The mighty Coromandel

Driving the breath-taking landscape of the Coromandel is one of the most popular holiday trips to do in New Zealand. It reminded me a bit of the Ring of Kerry in Ireland…green rolling hills, steep coastal roads and amazing ocean views.

We are on the road with a Jucy Condo Campervan which we picked up from Auckland airport. The Coromandel peninsula can be reached after a 1.5 hour drive from Auckland.

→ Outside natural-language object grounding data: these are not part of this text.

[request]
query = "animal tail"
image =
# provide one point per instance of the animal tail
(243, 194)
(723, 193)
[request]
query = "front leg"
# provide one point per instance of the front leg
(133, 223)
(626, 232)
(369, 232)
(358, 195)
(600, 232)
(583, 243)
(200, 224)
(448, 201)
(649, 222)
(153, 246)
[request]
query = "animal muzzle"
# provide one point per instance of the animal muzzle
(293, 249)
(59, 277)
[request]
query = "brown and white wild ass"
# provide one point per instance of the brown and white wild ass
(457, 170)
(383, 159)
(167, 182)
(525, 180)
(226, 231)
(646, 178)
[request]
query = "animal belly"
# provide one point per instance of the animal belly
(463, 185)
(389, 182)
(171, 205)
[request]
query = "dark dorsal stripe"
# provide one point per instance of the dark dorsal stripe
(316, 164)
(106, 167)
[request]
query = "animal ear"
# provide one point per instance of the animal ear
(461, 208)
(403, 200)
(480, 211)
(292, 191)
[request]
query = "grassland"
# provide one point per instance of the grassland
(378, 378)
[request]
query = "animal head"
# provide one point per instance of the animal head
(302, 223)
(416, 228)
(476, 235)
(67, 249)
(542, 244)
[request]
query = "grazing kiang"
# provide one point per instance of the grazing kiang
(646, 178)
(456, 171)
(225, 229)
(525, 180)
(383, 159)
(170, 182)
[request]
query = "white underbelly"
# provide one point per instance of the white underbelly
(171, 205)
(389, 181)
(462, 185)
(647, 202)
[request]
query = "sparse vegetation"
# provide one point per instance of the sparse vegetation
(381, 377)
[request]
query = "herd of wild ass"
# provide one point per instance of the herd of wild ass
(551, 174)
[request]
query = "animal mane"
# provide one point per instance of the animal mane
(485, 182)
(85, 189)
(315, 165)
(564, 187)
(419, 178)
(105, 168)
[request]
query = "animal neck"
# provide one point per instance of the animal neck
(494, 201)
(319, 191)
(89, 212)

Our first stop is the quaint town of Thames on the Firth of Thames. Firth is the Scottish word for Fjord and is used to describe a large bay. The English colonial influence is clearly visible in the Victorian architecture and the small gauge train that runs along the seaside. It is hard to believe that this sleepy little place used to be the 2nd largest city in New Zealand after Auckland. That was during the gold rush in the mid-19th century when it attracted many new arriving fortune seekers. There is a gold mining museum which has a shop attached that offers a large selection of special stones. If you are after an active stay there is a nice 3.5 km walkway along the sea front and mangroves.

Our first stop is Thames on the Firth of Thames

For the first time we tried freedom camping which there are quite few spots on the Coromandel peninsula. We arrived early at 5pm and managed to get a place opposite the Danby field which is right next to playground. Nearby is a 24h toilet which is very clean and a supermarket in walking distance.

 Coromandel town

Coromandel town is another quaint township which can also be reached by ferry from Auckland. It has attracted many artists from all over New Zealand and is known for its alternative lifestyle. With its 1,700 inhabitants and heritage buildings it is a relaxing stop over. There is also a self guided heritage walk.

The Coromandel Mussel Kitchen is a must stop for any mussel lovers. For an affordable price we enjoyed delicious and huge mussels in a scenic setting. They also have local crafted beer.  

Juicy and huge mussels from The Mussel Kitchen just outside of Coromandel town

 Stony  Bay 

Stony Bay is about 55km north of Coromandel. Be prepared for a couple of bumps on a windy road. It is a very scenic drive but also lengthy as most of the roads are not sealed. The neighbouring Port Jackson was one of the landing points of Captain James Cook on his 1769 First Great Voyage. It most likely all still looks very much like when he stepped foot on land…very scenic and untouched apart from a handful of buildings and the drop loos in the campground.

We were there during the rain and it was rather lonely with only two other camping families around.

The Stony Bay DOC managed campsite is very picturesque surrounded by green rolling hills in the beautiful bay. The onsite manager is very friendly and more than willing to help with information. There are ducks roaming around and tamed eels waiting to be fed by the visitors.

Eels for dinner? At Stony Bay the eels are rather waiting for you to feed them. They are an at risk species in New Zealand.


The famous 10km return Coromandel Coastal Walkway starts here and leads to another campsite in Fletchers Bay. There are some fantastic all-round lookouts. Unfortunately, we got rained in and couldn’t do this beautiful hike. A good reason to come back one day!


We actually had not planned to stay here overnight but because there was a bad weather warning we decided to leave Stony Bay campground early and head away from the non-sealed, mountainous roads. It pretty much rained for the whole time that we were in Whitianga and therefore we actually did not get to see much of the township.

However, we found a beautiful freedom camping spot right on the beach. It wasn’t that bad after all. We spent our day playing cards and writing our diaries whilst overlooking the rainy sea.

 Hot Water Beach 

Hot water Beach is about 12km south of Whitianga. It was our last stop on the Coromandel peninsula and thankfully the sun greeted us in the morning after a rather wet day and night in the campervan.

On the same route is also the famous Cathedral Cove. We actually did go to the lookout but didn’t go down to the cove as we were running out of time. 

Hot Water Beach is best visited two hours on each side of low tide. During this time hot water comes out of the sand. A large underground hot rock warms up the water beneath the surface which then rises through fractures and allows you to create your own hot pool. It is a good idea to take a shovel and water bucket along to excavate your very own natural spa setting and to cool down the 64C hot water with a splash from the ocean.

Hot Water beach at low tide…be careful when swimming as there are many dangerous rips.

There were many tourists around digging their own little hot water ponds which made it even more fun. Hot Water Beach was my six year old daughters favourite NZ holiday experience. No wonder…it’s a magical place presented to us by mother earth.

Don’t forget your shovel to dig your own natural spa

This concludes our discovery drive of the mighty Coromandel. Our next stop are the geothermal wonders in the Bay of Plenty.